Ao colocar a mão para a retirar começo a ouvir um som estranhissimo. Um restolhar vindo do plástico que a envolvia, como se este ganhasse vida e me ameaçasse. E quase assim era, de forma mais literal do que o imaginável. Do seu interior começaram a surgir insectos – daqueles que parecem uns micro-lacraus e a que alguns chamam de bicho-sapateiro. De início não me apercebi da extensão de do problema mas quando fui buscar um pau para tentar “manusear” aquilo, a coisa tornou-se surreal. Do seu interior jorraram – e este é o termo correcto – dezenas de milhares deles. Atrás, encontrava-se uma pelicula com pelo menos um centímetro de profundidade deles, e debaixo, então nem é bom pensar… era um “cobertor” feito de insectos.
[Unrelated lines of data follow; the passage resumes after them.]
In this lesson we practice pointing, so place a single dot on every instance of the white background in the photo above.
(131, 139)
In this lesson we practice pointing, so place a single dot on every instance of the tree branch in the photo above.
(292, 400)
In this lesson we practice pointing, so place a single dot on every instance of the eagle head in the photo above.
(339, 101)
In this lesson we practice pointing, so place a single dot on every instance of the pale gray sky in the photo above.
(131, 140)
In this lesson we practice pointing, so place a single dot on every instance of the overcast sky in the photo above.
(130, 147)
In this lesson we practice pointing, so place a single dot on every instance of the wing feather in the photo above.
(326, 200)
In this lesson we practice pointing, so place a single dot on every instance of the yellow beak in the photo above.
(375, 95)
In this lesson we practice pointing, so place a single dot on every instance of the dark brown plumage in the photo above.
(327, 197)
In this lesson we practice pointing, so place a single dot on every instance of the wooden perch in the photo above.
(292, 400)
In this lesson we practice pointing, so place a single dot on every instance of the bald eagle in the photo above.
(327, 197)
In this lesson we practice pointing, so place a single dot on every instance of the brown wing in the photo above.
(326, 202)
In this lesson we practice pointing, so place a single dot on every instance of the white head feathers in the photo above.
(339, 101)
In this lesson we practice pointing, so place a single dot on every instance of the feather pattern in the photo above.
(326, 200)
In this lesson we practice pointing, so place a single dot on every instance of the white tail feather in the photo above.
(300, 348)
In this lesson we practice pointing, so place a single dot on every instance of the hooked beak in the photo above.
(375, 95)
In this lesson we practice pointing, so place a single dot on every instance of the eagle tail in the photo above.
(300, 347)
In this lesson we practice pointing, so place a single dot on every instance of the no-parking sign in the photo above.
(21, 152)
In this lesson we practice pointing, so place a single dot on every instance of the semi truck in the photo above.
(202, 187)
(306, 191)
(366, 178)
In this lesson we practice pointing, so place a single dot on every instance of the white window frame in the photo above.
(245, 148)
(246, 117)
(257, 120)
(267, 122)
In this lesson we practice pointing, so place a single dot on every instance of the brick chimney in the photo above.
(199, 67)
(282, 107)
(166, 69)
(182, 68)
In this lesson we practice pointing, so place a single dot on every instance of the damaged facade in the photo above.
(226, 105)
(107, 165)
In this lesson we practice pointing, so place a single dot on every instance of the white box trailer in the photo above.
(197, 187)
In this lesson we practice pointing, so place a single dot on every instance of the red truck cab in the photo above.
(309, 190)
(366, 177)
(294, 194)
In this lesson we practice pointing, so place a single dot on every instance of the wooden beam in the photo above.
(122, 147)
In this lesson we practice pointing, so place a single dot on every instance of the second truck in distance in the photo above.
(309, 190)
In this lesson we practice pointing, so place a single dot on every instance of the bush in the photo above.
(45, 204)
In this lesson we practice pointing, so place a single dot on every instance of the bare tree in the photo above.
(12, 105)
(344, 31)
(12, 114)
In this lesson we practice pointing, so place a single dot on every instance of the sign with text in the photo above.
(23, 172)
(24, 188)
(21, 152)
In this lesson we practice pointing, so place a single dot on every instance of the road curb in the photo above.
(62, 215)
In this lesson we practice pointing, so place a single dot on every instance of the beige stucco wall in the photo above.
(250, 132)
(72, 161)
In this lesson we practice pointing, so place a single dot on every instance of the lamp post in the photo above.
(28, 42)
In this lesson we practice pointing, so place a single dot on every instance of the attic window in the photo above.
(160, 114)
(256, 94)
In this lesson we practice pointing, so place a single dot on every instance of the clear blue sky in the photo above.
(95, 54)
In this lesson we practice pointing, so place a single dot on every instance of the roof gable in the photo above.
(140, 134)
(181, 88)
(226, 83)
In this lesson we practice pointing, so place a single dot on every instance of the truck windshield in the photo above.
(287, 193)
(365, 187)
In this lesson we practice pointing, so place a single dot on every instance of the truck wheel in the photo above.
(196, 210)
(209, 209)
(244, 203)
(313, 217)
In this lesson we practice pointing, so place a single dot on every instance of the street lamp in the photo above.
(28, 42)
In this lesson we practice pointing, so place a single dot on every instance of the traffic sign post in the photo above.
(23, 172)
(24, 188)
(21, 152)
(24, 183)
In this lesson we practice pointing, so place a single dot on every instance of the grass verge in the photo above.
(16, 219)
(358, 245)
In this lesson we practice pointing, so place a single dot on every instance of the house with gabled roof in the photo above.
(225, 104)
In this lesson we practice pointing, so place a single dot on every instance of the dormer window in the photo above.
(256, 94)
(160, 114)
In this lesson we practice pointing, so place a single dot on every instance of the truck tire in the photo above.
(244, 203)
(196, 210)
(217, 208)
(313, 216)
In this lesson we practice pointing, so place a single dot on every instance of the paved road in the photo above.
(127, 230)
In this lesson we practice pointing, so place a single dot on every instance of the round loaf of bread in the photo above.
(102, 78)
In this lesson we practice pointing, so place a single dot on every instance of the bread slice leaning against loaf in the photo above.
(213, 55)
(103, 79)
Parecia um filme de horror!!

Conseguimos sacar o saco, separá-lo do container, que com facilidade limpámos enquanto viamos com alivio que a bicharada não tinha penetrado o interior. Depois foi ir até ao carro para logar e pensar no que tinha sucedido. Impossível repôr a cache no mesmo lugar. Tivemos que a mudar ligeiramente, sem saco de plástico a envolver, cerca de 7 a 10 m.

Estava o dia concluido. Procurámos um local aberto e mais seguro, e encontrámos um estreito caminho que nos conduziu ao ponto ideal. A vista era gloriosa, quase a mesma que no topo, e milhões de estrelas brilhava. Dormir foi simples, depois de uma ceia que soube como um manjar dos deuses.